My usual method for this kind of photography:
I shoot while walking, phone by my side in one hand and bluetooth trigger (CamKix) in the other. Sometimes when I go out without the trigger, I use the volume buttons to snap the shot, but 1) that usually causes the phone to move even more and often spoils the shot, and 2) if I hold the phone so that I can get a finger or thumb on the volume buttons, I often end up with my blurry fingers in the image.
Since hip shooting is blind shooting, I always use the wide-angle lens to give myself the best chance of getting the subject in the frame. Sometimes I add the Moment wide-angle to the stock lens, which gives me an even wider capture area, about the same as the ultra-wide on the new iPhones, I think. An added benefit of the Moment lens is that I can hold the phone with my fingers behind the lens to keep them out of the picture.

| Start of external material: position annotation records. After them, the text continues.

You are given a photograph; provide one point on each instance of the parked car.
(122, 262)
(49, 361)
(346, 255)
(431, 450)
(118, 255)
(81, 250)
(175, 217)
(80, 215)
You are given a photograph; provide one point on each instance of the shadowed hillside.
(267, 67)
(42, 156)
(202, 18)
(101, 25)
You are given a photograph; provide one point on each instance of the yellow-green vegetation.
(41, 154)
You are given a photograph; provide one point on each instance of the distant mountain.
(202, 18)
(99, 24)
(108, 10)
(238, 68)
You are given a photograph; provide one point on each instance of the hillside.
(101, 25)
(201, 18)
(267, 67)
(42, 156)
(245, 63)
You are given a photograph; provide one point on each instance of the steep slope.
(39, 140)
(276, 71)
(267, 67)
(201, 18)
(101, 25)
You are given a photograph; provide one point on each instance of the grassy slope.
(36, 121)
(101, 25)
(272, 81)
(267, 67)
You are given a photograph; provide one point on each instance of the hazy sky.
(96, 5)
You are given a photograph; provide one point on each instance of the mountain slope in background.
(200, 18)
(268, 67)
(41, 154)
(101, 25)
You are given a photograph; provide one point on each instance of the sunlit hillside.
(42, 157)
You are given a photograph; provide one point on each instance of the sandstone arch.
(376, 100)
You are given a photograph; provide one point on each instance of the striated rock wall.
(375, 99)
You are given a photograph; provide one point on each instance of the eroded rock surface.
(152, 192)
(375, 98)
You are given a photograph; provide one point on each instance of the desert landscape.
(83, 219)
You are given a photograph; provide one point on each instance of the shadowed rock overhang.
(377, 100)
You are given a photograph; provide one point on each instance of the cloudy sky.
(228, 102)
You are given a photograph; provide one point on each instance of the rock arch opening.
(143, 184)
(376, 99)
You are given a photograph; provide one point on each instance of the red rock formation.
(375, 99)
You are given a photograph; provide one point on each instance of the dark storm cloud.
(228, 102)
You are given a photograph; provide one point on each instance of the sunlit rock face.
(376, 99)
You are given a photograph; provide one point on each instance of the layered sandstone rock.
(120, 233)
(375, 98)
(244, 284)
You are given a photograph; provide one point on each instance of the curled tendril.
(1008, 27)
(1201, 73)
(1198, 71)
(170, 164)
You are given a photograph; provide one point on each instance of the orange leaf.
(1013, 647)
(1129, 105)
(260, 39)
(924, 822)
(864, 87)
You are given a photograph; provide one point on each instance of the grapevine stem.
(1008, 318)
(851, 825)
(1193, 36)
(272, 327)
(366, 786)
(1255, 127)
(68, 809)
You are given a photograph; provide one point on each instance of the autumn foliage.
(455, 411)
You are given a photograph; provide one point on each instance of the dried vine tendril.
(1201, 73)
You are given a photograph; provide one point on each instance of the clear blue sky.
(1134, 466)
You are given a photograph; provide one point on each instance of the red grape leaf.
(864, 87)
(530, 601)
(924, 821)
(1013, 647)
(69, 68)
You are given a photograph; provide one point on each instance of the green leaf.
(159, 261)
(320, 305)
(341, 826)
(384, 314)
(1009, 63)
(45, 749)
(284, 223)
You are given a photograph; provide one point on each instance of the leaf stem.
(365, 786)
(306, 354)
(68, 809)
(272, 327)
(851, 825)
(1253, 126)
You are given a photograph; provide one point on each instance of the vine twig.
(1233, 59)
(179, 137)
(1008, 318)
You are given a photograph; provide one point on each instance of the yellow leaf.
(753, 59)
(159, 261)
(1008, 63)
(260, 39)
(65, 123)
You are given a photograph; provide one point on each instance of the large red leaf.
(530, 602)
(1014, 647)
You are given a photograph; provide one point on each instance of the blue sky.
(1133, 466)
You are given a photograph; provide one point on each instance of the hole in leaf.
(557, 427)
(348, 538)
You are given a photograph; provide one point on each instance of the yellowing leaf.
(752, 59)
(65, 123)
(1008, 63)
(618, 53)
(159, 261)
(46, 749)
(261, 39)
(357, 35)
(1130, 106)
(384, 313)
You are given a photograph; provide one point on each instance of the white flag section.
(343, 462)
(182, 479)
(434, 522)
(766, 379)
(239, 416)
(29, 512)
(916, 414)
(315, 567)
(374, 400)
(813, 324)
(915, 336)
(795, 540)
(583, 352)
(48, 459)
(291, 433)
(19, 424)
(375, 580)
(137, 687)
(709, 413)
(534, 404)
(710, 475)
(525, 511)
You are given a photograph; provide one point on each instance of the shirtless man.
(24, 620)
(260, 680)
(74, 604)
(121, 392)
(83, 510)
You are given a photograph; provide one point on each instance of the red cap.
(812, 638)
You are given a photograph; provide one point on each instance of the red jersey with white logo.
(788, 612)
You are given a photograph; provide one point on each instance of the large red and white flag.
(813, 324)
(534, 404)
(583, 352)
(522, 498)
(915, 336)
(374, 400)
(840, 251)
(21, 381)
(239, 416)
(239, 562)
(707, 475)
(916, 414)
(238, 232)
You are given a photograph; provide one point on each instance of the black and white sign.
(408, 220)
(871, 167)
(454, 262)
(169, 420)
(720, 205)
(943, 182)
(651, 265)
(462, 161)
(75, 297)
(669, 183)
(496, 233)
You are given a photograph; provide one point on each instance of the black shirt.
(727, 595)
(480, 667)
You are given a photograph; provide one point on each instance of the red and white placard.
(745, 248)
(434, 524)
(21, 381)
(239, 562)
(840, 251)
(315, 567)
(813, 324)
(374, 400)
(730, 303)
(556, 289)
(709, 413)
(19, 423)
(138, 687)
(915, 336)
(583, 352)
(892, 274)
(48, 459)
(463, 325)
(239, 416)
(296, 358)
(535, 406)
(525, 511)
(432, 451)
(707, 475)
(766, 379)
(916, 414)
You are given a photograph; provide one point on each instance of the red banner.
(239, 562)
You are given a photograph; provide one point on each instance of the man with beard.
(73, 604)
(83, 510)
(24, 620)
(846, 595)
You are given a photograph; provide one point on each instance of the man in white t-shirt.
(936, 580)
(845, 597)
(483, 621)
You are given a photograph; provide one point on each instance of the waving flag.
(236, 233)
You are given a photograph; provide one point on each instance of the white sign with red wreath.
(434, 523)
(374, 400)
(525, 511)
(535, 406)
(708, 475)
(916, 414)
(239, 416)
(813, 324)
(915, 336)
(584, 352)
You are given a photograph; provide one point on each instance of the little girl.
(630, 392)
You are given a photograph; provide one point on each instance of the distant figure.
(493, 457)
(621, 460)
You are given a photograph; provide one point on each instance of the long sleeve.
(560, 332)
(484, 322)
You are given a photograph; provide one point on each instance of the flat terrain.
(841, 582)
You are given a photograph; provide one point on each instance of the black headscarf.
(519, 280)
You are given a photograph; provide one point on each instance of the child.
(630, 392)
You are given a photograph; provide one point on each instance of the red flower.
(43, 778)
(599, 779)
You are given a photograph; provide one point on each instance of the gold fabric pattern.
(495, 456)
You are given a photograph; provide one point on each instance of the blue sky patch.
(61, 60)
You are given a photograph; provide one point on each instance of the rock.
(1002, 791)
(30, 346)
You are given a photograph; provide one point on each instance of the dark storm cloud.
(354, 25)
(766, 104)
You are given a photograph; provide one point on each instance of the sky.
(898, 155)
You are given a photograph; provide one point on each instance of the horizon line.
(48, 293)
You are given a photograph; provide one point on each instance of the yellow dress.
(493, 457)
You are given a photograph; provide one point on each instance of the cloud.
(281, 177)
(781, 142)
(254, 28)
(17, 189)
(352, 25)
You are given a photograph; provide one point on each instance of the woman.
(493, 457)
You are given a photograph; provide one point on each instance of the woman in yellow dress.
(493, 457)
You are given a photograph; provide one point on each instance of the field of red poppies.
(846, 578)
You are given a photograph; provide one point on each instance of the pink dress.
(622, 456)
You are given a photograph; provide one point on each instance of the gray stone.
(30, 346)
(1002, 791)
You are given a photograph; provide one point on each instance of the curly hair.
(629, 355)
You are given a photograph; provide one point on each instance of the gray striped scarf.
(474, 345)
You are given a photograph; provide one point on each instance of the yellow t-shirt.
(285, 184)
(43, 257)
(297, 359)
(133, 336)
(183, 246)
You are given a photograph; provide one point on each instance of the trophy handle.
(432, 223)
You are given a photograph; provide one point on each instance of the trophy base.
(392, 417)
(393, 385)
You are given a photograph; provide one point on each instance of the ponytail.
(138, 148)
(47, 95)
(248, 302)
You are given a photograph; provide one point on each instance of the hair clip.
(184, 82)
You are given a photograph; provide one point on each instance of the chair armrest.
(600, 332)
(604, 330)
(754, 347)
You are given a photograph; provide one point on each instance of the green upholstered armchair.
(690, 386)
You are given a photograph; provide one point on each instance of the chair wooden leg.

Also, my captures almost always come out tilted, no matter how much I try to be aware of my hand position, so wide-angle lens gives me extra room for rotating the image back to straight without chopping off anything important. (Yes, yes, I confess my personal preference is to have horizons, streets, buildings, etc., be level and plumb, unless the off-axis presentation is there to make some aesthetic point.)
I almost always use the iPhone native camera app and shoot JPGs for these kinds of photos. I used to use burst mode until Apple changed the trigger for it, so now I snap off repeated shots with the bluetooth trigger. The 3-second Live photos would be another option, but that usually doesn't work out as well for me.